Civil Litigation - Strikings Pleadings - Timetable Non-Compliance [R3.04]. Typhoon Capital BV v. Jacob
In Typhoon Capital BV v. Jacob (Div Ct, 2022) the Divisional Court struck a defence in the context of failure to comply with a case management time table [R3.04(4)(b)] and other procedural and order failures. The case sounds largely in contempt, though 'contempt' is not an issue as such:
 Repeated breaches of court orders may also support an order to strike out a pleading. In Starland the court referred to the case law regarding the impact of repeated breaches. At para. 32 of Starland, the court quotes from Vacca, in which the court stated as follows at paras. 27-28:
There comes a time when this court is obliged to meet its responsibility for the effective administration of justice through case management by dismissing an action. Such is the case when the plaintiff repeatedly fails to comply with orders of the court whether or not there has been prejudice to the defendants. In Vacca, the Divisional Court upheld the decision to strike out the claim.

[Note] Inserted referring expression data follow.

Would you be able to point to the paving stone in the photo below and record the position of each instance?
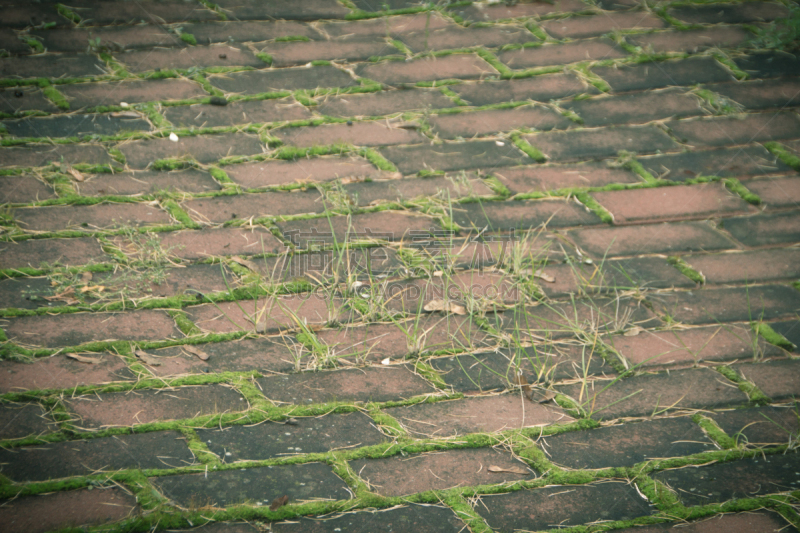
(359, 134)
(398, 475)
(253, 111)
(758, 427)
(41, 513)
(254, 486)
(748, 267)
(489, 122)
(711, 306)
(289, 79)
(765, 229)
(663, 74)
(486, 414)
(688, 347)
(456, 156)
(580, 504)
(157, 450)
(542, 88)
(557, 54)
(201, 148)
(597, 25)
(90, 217)
(72, 329)
(83, 95)
(635, 108)
(424, 519)
(650, 395)
(460, 66)
(635, 206)
(119, 409)
(627, 445)
(664, 238)
(745, 478)
(22, 420)
(38, 253)
(369, 384)
(693, 41)
(62, 372)
(188, 180)
(302, 435)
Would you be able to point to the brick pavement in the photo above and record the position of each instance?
(363, 265)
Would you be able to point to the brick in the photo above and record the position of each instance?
(763, 230)
(460, 156)
(253, 111)
(665, 238)
(693, 41)
(461, 66)
(157, 450)
(90, 217)
(189, 180)
(721, 131)
(22, 420)
(553, 177)
(487, 414)
(34, 252)
(23, 190)
(635, 108)
(746, 478)
(82, 95)
(557, 54)
(61, 372)
(490, 122)
(542, 88)
(690, 346)
(383, 103)
(748, 267)
(41, 513)
(580, 504)
(290, 79)
(369, 384)
(650, 395)
(254, 486)
(201, 148)
(597, 25)
(658, 204)
(628, 444)
(662, 74)
(73, 329)
(712, 306)
(360, 134)
(511, 215)
(398, 476)
(271, 439)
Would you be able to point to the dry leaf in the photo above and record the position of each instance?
(84, 359)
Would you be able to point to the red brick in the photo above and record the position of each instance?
(81, 95)
(398, 476)
(119, 409)
(666, 238)
(693, 41)
(62, 372)
(684, 202)
(557, 54)
(90, 218)
(37, 514)
(359, 133)
(202, 148)
(72, 329)
(598, 143)
(461, 66)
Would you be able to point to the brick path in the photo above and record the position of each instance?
(319, 266)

In the circumstances of four breached orders, including the “last chance” order, the Master realistically had only two options – one was to give the plaintiffs yet another chance – the other was to dismiss the action.
 The Associate Justice expressly addressed the drastic nature of the requested remedy and considered whether to grant some lesser remedy. She made no error in doing so. She considered the possibility of a new timetable in view of the prior promises to comply with timetables, including consent timetables, that were breached. She was satisfied that all efforts short of dismissal had been tried and had not succeeded. She noted that the court had tried costs awards, peremptory orders, warnings and ultimately a last chance order. Her finding that there was no change in circumstances that persuaded her that the appellants were any more serious about fulfilling their obligations is entitled to deference.

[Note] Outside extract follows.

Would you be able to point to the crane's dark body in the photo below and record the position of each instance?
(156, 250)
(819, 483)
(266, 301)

 In exercising her discretion, the Associate Justice recognized that she had to balance the appellants’ right to have their case heard against the impact of their conduct on the court’s ability to do justice. She considered whether or not the breaches were mere technical breaches, concluding that they were not and had resulted in a situation where it would not be appropriate to have the appellants continue their defence. She concluded that, in the circumstances of this case, the impact of the appellants’ conduct called for the Order. She made no error in doing so.